Jorunn Hancke Øgstad: Untitled, 2022 – Fabric dye, epoxy, plastic and acrylic on cotton, 210 cm x 155 cm x 2.5 cm, at VI, VII, Oslo – chosen by Martine Poppe

VI, VII positions Jorunn Hancke Øgstad as a female artist using fabric dyes, resins and plastics to mimic watercolour, spray paint and silkscreen processes – often within the same work – so co-opting techniques commonly used in the historically male-dominated genres of expressionism, pop and street art. Fellow Norwegian Martine Poppe says ‘I always get a kick out of seeing the way she draws on different materials to construct painting surfaces that fuse areas of shiny epoxy and graphic outlines with matte washes of colour bleeding into the raw canvas, balancing fragility and playfulness with a sense of unyielding control ’. Moreover, ‘I find myself thinking first of comics, then of Sigmar Polke, or traditional Japanese landscapes, or graffiti, or Helen Frankenthaler’s colour fields. Because Hancke Øgstad’s paintings never really seem to settle, they take me on a joyous exploration of different outlooks, moments in art history and other visual languages.’
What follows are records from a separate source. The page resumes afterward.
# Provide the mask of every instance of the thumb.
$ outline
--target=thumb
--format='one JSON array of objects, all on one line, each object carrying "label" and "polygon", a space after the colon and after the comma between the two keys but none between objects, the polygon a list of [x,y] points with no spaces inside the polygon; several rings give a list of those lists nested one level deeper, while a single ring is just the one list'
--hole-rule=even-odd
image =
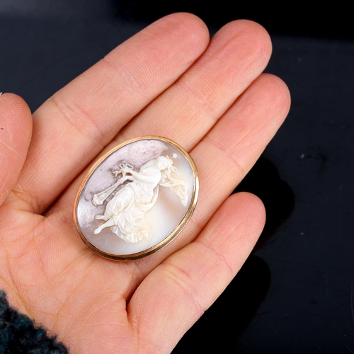
[{"label": "thumb", "polygon": [[32,116],[16,95],[0,96],[0,205],[15,185],[32,135]]}]

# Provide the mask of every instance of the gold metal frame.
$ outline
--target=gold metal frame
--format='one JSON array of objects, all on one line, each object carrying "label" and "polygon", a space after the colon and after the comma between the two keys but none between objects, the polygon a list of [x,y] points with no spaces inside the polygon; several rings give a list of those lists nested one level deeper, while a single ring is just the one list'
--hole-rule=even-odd
[{"label": "gold metal frame", "polygon": [[[186,160],[188,161],[189,164],[190,165],[190,167],[192,169],[193,175],[194,175],[194,178],[195,178],[195,183],[194,183],[194,188],[193,190],[192,193],[192,198],[190,199],[190,203],[189,205],[188,209],[184,216],[184,217],[182,219],[182,220],[180,222],[177,227],[169,235],[167,236],[163,241],[161,241],[159,244],[157,244],[156,245],[150,247],[149,249],[147,249],[144,251],[142,251],[140,252],[137,252],[136,253],[132,253],[132,254],[125,254],[125,255],[115,255],[115,254],[110,254],[108,253],[105,252],[103,252],[102,251],[100,251],[98,249],[95,247],[93,245],[92,245],[84,236],[84,235],[82,234],[81,230],[80,229],[79,224],[79,221],[77,219],[77,205],[79,203],[79,198],[81,195],[81,191],[86,185],[87,181],[90,178],[90,176],[92,175],[92,173],[95,171],[96,168],[100,166],[100,164],[110,155],[111,155],[113,152],[115,151],[118,150],[119,149],[123,147],[124,146],[131,144],[132,142],[137,142],[139,140],[144,140],[144,139],[155,139],[155,140],[161,140],[162,142],[168,142],[175,147],[186,159]],[[74,202],[74,221],[75,222],[75,227],[76,228],[76,230],[81,239],[81,240],[84,241],[84,243],[92,251],[93,251],[95,253],[98,254],[98,256],[101,256],[102,257],[104,257],[105,258],[111,259],[113,261],[135,261],[136,259],[142,258],[143,257],[146,257],[147,256],[149,256],[150,254],[154,253],[157,251],[159,251],[160,249],[163,249],[166,246],[167,246],[170,242],[171,242],[177,236],[182,232],[182,230],[185,228],[185,225],[190,220],[190,217],[192,217],[192,215],[194,212],[194,210],[195,209],[195,206],[197,205],[197,200],[198,198],[198,193],[199,193],[199,178],[198,178],[198,173],[197,171],[197,167],[195,166],[195,163],[193,160],[192,157],[190,156],[190,154],[180,145],[178,145],[177,143],[173,142],[172,140],[170,140],[169,139],[165,138],[165,137],[157,137],[157,136],[154,136],[154,135],[147,135],[145,137],[139,137],[135,139],[131,139],[130,140],[127,140],[122,144],[120,144],[119,145],[116,146],[111,150],[110,150],[108,152],[105,154],[103,156],[101,156],[94,164],[93,166],[90,169],[88,172],[86,173],[85,176],[84,180],[80,184],[80,186],[79,187],[79,190],[76,193],[76,195],[75,196],[75,200]]]}]

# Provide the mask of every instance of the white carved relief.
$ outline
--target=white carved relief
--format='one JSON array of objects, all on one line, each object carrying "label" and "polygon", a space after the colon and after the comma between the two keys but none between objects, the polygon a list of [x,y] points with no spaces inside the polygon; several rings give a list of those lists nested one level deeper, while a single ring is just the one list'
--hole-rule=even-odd
[{"label": "white carved relief", "polygon": [[155,205],[159,186],[169,188],[178,197],[182,205],[187,206],[187,183],[180,169],[173,166],[168,156],[147,161],[139,171],[129,164],[120,164],[119,168],[113,171],[115,177],[121,175],[117,182],[92,198],[95,206],[102,205],[117,190],[107,202],[103,215],[95,216],[95,219],[105,222],[94,229],[95,234],[109,227],[113,233],[128,243],[147,239],[149,230],[144,222],[145,215]]}]

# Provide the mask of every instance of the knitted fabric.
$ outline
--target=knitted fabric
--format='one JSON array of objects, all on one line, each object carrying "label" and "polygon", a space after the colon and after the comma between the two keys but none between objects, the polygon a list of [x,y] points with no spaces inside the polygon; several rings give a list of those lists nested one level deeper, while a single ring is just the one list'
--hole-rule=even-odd
[{"label": "knitted fabric", "polygon": [[0,291],[0,354],[67,354],[67,348],[25,315],[11,309]]}]

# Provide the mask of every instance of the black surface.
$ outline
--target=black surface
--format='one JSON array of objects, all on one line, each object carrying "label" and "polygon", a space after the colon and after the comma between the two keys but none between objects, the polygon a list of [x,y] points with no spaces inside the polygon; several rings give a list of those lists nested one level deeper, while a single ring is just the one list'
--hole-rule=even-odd
[{"label": "black surface", "polygon": [[[119,13],[122,8],[125,14]],[[271,217],[241,275],[174,353],[198,353],[198,348],[354,353],[354,42],[345,30],[349,15],[328,9],[326,15],[343,14],[336,36],[331,21],[317,19],[322,27],[304,32],[284,25],[282,18],[272,28],[268,13],[262,17],[254,11],[234,18],[258,19],[273,30],[266,71],[288,84],[292,98],[286,122],[240,186],[262,198]],[[308,15],[302,21],[302,11],[296,13],[300,23],[309,22]],[[203,16],[213,30],[231,19],[222,4],[215,21]],[[33,110],[149,21],[123,3],[3,0],[0,91],[21,95]],[[214,336],[203,339],[198,334],[203,328]]]}]

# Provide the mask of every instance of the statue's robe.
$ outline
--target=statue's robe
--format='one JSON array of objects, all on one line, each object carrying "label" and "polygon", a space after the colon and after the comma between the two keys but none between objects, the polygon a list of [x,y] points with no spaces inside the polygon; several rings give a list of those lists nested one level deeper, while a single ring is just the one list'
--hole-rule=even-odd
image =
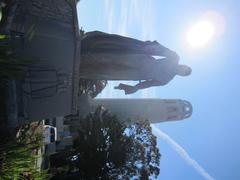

Bianca Fields: Kick Swift Bit, 2022 – Acrylic, oil and spray paint on Yupo paper (mounted on panel), 102 x 76 cm, at Carl Freedman Gallery in Frieze London – chosen by Jonny Briggs

Upcoming Kansas City based painter Bianca Fields (born 1995) makes recurring use of howling primates so that, she says, ‘each and every time that my subjects are depicted, I feel a sense of control and them becoming closer to me and looking like me… It seems as though all of my emotional responses have created an exquisite corpse of myself.’ They also channel cartoon imagery as a way to investigate violence and opposition, so speaking to ‘the same conundrums that plague our society at large.’ Jonny Briggs says he was ‘taken by the frantic application of paint, movement, tension, vibrancy of colour, and their unpicking of 21st Century depictions of the black female body’. He cites Fields’ own description of that urgency: ‘I like to paint as if I have a burning cake in the oven’.

 

With thanks to the artists and galleries.